The satcaster insists that Sling TV will not cannibalize Dish’s existing pay-TV services, which have about 14 million customers, and that it isn’t intended to win over the 100 million U.S. households that pay for cable, satellite or telco TV today. The company estimates there are another 20 million American households without traditional pay-TV, comprising largely urban-dwelling consumers between 18 and 35. “We don’t attract these people today,” Dish president and CEO Joe Clayton said.

Sling TV provides an option between full-blown subscription TV and VOD services like Netflix or Hulu Plus, Lynch said. At a baseline $20 per month, it’s far less expensive than the average monthly pay-TV bill, which hit $92.61 in 2014, according to research firm SNL Kagan.

Unlike traditional cable or satellite TV, Sling TV will not include a proprietary set-top box. Instead, the service is available across a range of Internet-connected devices. Those include Roku’s set-top, HDMI adapter and Roku TVs; Amazon’s Fire TV box and Fire TV Stick; Google Nexus Player; LG Electronics’ smart TVs; select Samsung Smart TVs; Microsoft’s Xbox One; Macs and PCs; and smartphones and tablets running Apple’s iOS and Google’s Android operating systems.

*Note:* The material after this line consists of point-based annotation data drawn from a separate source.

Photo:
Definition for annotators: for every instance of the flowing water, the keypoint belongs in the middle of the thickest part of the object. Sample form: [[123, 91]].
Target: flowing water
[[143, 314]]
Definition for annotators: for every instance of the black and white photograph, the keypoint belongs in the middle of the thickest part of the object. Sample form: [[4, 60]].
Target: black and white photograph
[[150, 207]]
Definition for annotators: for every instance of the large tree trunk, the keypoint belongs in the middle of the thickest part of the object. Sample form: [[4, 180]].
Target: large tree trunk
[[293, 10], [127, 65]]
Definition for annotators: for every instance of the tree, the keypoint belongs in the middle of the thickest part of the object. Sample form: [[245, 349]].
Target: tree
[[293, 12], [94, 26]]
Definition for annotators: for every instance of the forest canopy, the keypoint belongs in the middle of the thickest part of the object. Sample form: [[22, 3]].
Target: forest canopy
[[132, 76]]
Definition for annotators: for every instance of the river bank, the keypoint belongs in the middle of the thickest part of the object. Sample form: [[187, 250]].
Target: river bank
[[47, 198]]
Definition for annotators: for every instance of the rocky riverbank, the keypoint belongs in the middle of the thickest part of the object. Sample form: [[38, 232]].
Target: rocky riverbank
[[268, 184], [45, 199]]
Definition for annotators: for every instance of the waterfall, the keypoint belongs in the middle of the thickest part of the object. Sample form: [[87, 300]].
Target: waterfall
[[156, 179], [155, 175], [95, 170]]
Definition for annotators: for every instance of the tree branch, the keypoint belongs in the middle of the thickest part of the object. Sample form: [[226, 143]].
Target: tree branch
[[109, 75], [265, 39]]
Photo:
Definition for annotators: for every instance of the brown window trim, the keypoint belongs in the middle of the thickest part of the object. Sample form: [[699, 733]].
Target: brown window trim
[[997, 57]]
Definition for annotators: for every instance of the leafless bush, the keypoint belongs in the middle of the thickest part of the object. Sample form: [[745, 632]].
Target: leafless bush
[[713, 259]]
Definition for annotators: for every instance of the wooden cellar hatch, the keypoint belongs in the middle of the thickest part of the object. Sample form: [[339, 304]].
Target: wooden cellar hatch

One concern for Sling TV: Cable providers could throttle the amount of bandwidth they allocate for OTT video services, or shift more aggressively to usage-based pricing. Dish has not officially taken a position on whether the FCC should reclassify broadband as a Title II telecommunications service. But Lynch, while he conceded the lack of broadband competition in the U.S. is a concern, argued that it’s in MSOs’ interests to fully support services like Sling TV because those will spur consumers to subscribe to their highest-bandwidth tiers.

Also at CES, Dish is introducing new products and features for its core satellite TV business, each of which is expected to be available in the summer of 2015:

  • 4K Ultra HD receiver: A new Ultra HD-capable Joey receiver, which requires customers to have a Hopper DVR as their primary set-top, will provide content in the high-resolution format from select partners.
  • Hopper voice-enabled remote control and redesigned interface: The new remote control adds voice recognition for TV commands and search and a clickable touchpad; the Hopper “Carbon” user interface provides a higher-contrast color scheme and is supposed to simplify navigation.
  • In-home streaming-music service: Subscribers can access Pandora, iHeartRadio and TuneIn services over any Hopper or Joey set-top, as well as Vevo music videos.

Dish execs emphasized that the new Sling TV service is entirely separate from Slingbox, the line of place-shifting devices sold by EchoStar’s Sling Media. EchoStar acquired Sling Media in 2007 when EchoStar was also Dish’s parent company but the two entities subsequently split.

Sling TV was built using adaptive bit-rate video streaming technology developed by Move Networks, a startup EchoStar acquired in 2011.